The other compelling aspect of her characterisation is, of course, her disability. Sophie was severely injured in a car accident at 14, walks with a limp, and has massive surgical scars. She lives with aching leg and back pain caused by the accident and struggles to get them under control, which is how she developed a dependence on oxycontin. The depiction both of Sophie’s variable pain and the slow slide from using pain medication in an attempt to control pain to abusing it in an attempt to deaden the world is subtle, nuanced, and brilliant. So is the exploration of alternative pain management options that Sophie explores when she gets clean and recognises that, as an addict, she can’t safely use opiod painkillers and she needs to find safe alternatives that will still control her pain.

Chronic pain isn’t a topic of frequent coverage in media and pop culture, especially that among women. When it is covered, it’s usually in the context of scaremongering pieces about ‘fakers’ trying to scam pills, rather than actual human beings struggling to access adequate pain control. It’s tricky, thorny, and complex — it doesn’t manifest consistently, it’s highly variable from day to day, and it has a myriad of tiny effects on your life that most people don’t consider. In this case, there’s the obvious — the fact that Sophie can’t run from Mina’s killer at the scene of the crime is a major plot point — but there’s also the subtle. We see Sophie tired and trying to push through when the people around her expect her to. We see Sophie adjusting her gait unconsciously to compensate for her weakened leg. And we see the relief she experiences when she manages brief bursts of control over her pain (not in an overcoming pain through magical means kind of way, but with the help of therapies and treatments) and gains an understanding of what it’s like to live without it.

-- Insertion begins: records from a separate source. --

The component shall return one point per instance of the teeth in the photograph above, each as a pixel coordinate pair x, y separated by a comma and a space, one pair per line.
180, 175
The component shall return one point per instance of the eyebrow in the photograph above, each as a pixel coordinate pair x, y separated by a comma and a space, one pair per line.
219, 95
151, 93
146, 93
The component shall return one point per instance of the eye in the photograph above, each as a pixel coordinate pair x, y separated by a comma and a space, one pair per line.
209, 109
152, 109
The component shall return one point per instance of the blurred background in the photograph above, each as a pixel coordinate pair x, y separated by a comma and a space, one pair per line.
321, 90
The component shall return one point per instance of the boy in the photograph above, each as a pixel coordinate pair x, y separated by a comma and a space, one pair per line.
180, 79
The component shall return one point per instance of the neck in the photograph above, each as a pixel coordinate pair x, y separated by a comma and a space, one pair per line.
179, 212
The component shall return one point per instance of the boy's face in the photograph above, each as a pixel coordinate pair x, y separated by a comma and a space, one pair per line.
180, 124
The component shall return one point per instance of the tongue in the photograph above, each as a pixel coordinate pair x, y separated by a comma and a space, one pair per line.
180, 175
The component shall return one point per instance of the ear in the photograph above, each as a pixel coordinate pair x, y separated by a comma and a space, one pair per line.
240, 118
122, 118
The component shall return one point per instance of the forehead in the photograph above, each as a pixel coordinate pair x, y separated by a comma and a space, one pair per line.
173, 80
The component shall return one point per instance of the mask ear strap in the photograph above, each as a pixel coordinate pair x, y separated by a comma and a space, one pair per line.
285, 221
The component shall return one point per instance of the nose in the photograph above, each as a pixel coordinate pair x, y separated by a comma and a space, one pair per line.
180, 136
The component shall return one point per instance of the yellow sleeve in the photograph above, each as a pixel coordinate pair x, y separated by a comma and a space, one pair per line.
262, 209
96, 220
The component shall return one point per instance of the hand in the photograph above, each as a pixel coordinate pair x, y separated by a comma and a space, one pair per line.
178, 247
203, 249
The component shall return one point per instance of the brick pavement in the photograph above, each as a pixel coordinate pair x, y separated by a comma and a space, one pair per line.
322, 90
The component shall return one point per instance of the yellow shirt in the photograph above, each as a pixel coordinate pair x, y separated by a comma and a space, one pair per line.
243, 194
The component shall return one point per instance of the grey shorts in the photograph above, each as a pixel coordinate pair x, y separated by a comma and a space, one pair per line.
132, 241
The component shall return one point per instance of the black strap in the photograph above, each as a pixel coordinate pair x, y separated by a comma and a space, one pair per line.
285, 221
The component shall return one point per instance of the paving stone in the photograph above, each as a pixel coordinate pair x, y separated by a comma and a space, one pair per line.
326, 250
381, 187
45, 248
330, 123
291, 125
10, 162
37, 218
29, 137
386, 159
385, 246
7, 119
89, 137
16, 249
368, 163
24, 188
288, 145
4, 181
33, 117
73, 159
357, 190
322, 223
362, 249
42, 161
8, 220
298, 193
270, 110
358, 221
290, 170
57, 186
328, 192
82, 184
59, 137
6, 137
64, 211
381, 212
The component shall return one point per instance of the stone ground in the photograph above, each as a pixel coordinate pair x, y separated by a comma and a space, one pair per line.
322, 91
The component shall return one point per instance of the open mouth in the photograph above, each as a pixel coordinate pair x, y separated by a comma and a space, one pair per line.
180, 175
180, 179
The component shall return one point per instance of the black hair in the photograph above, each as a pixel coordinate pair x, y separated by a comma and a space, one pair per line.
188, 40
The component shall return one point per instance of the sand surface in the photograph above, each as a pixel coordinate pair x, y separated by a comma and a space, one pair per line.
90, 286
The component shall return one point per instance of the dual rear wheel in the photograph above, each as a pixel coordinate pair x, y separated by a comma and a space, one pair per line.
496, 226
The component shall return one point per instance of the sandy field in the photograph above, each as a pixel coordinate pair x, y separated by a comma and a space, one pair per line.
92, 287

Car accidents are a depressingly common fact of life in rural communities, especially for teens. A combination of youth, inexperience, and poor roads can be deadly, or can lead to serious injuries, like those Sophie is living with. Far From You also captured the experience of the driver, with Trevor constantly living with the regret of what he’d done to Sophie. His regret and protectiveness were also mixed with his feelings of attraction for her, and his confusion about her sexuality — and both were even further complicated by the fact that he was Mina’s brother. In that charged, chaotic environment, the relationship between the two is fraught, but it’s also an honest exploration of what happens to the people left to pick up the pieces after a death.

You’ll have to read Far From You to find out who killed Mina, but likely the murder mystery will be one of the furthest things from your mind as you get caught up in the love story.